There are some instances where you will need to hide in order to avoid death...

Though I love experimenting with typing, my favorite aspect of the gameplay is, by far, the death traps. Though I wanted to avoid these traps like the plague, at the same time, I was curious enough to find out all the manners in which I could die. Wade's creativity shines in the methods of death, and a lot of them are completely unexpected. One death was so creative that it involved something you could wear; if you wore the item in the particular area, you'd die.

And that. Is. Awesome.

The puzzles are none too difficult, but they can snag you in a few areas. Experimentation is key and you will have to put your creative muscles to work, but sometimes you still may end up stumped.
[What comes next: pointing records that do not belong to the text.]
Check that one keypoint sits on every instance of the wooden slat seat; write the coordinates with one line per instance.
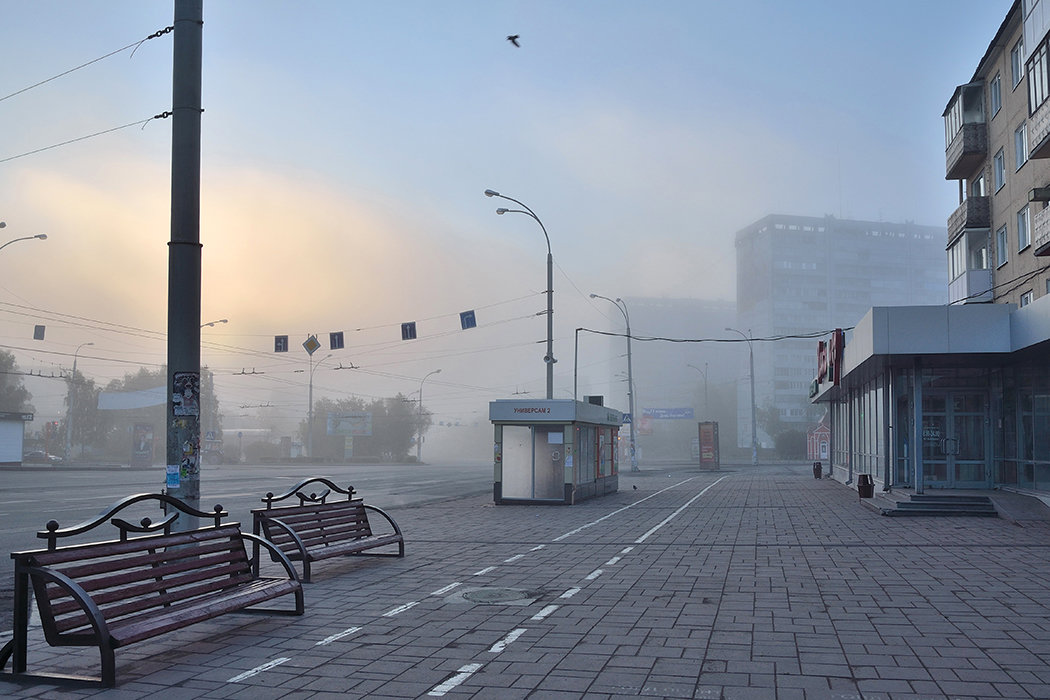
(319, 529)
(111, 594)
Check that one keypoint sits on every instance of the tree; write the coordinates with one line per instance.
(14, 396)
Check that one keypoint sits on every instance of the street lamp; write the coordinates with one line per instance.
(72, 397)
(754, 427)
(622, 305)
(705, 373)
(310, 411)
(419, 440)
(41, 236)
(549, 357)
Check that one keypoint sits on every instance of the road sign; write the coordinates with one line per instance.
(311, 344)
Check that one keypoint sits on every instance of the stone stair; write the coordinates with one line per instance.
(978, 506)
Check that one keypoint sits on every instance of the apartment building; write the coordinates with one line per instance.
(959, 396)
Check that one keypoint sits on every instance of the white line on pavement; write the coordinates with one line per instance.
(506, 641)
(460, 676)
(442, 591)
(338, 635)
(620, 510)
(675, 513)
(258, 670)
(543, 613)
(400, 609)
Fortunately for players, Wade provided a hint decoder file with the game, so you'll be able to decode hints to 22 questions. Not all secrets and strategies will be revealed in the hint sheet - only the ones likely to stump you.
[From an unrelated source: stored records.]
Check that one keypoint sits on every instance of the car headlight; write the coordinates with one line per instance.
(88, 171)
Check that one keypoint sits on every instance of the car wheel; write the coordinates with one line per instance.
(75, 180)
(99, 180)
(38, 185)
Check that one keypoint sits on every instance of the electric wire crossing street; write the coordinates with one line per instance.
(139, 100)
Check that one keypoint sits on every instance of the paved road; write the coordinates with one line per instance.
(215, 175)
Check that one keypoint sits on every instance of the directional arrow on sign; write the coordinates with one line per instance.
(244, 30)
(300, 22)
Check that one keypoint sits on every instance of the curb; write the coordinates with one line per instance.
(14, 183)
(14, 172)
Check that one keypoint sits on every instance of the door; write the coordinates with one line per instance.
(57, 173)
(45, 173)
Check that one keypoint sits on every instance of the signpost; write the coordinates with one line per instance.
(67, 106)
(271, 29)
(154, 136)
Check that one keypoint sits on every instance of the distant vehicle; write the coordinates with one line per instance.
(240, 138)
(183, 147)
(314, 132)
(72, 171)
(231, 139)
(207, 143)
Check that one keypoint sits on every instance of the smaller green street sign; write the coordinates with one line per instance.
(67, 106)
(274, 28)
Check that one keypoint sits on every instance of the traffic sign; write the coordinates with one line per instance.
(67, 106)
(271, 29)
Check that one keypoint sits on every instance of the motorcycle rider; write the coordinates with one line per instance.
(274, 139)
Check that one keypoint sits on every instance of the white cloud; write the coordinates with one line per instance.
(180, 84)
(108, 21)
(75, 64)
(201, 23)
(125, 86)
Overall, the game is fairly short, but it offers replayability through the score system, where you can always achieve the highest score possible.

(Score: 8/10)


Finally, the aesthetics. I will admit the aethestics are lacking, but it is a text adventure game. Keep that in mind. The placement is clean and proper, and there is a map thrown at you in Leadlight Gamma to help track your movements. The story, commands, etc. are all on the left side, and the map is elegantly placed on the right. I would give an A for cleanliness and readability, especially since the formatting within the actual text is neat. I personally dislike walls o' text, so to read Leadlight Gamma in bite-sized lines was refreshing.

As for sound, within the game there are no sound effects, but that doesn't truly impact the overall story. However, I feel that certain sound effects would enhance the game, such as the whoosh of a breeze, the sound of glass shattering in certain instances, etc. You can, however, play the original soundtrack while you are playing the game. All of these songs are extremely mesmerizing and parallels the atmosphere of the game. Particularly, I love Paul Pitman's take on Chopin's Waltz in A Flat Major, Op. 34, No. 1.

Here is the track list:

1. Main Title
2. Girls
3. Nap
4. The Chapel
5. Thallium & Milo - Leadlight
6. Paul Pitman - Waltz in A Flat Major, Op. 34, No. 1.
7. Thallium & Milo - The Methods to Prolong my Life

Tracks 2 and 7 are probably my favorites out of the OST. They both exude a sense of decrepit hope - a feeling of inevitability. Track 2 focuses more on a twilight experience, tranquil and solemn, yet paranoid, whereas track 7 seems to exhibit an air of caution and bewilderment. One slight mistake and you're shaking hands with death.

You can listen to the full soundtrack here.

I do wish, however, that the songs would be implemented in a way better than through the music jukebox setting. You can play the tracks via shuffle and order, but the music, although fitting, seems a bit detached from the game itself. Another negative is that there is no repeat after the playlist finishes, so you have to manually restart the playlist if you want to listen to the OST again. It's a bit immersion-breaking, but not too terrible.

(Score: 7/10)

And here is my final score. Yay! Took me a lot of moves, though.

Verdict: BUY!

Overall Score: 7/10

Overall, the game is a text adventure win in my book, especially for $4.00. If you're a fan of old-school text adventure games, Leadlight Gamma is surely recommended. You'll receive a creative horror story stuffed with puzzles, surprises, and tons of varied death.

  • Dark, vivid, and fitting for a horror title.
  • The difficulty is just right. Sometimes you feel stumped, but other times it takes a couple moments of trial and error to progress.
  • Quite a bit to discover despite the overall length of the game.
  • Myriad of objects to play with.
  • Does demand your brain.
  • Characters fall flat. Not enough background for any of them.
  • Ending feels abrupt.
  • Too short.
  • Music isn't truly embedded into the game.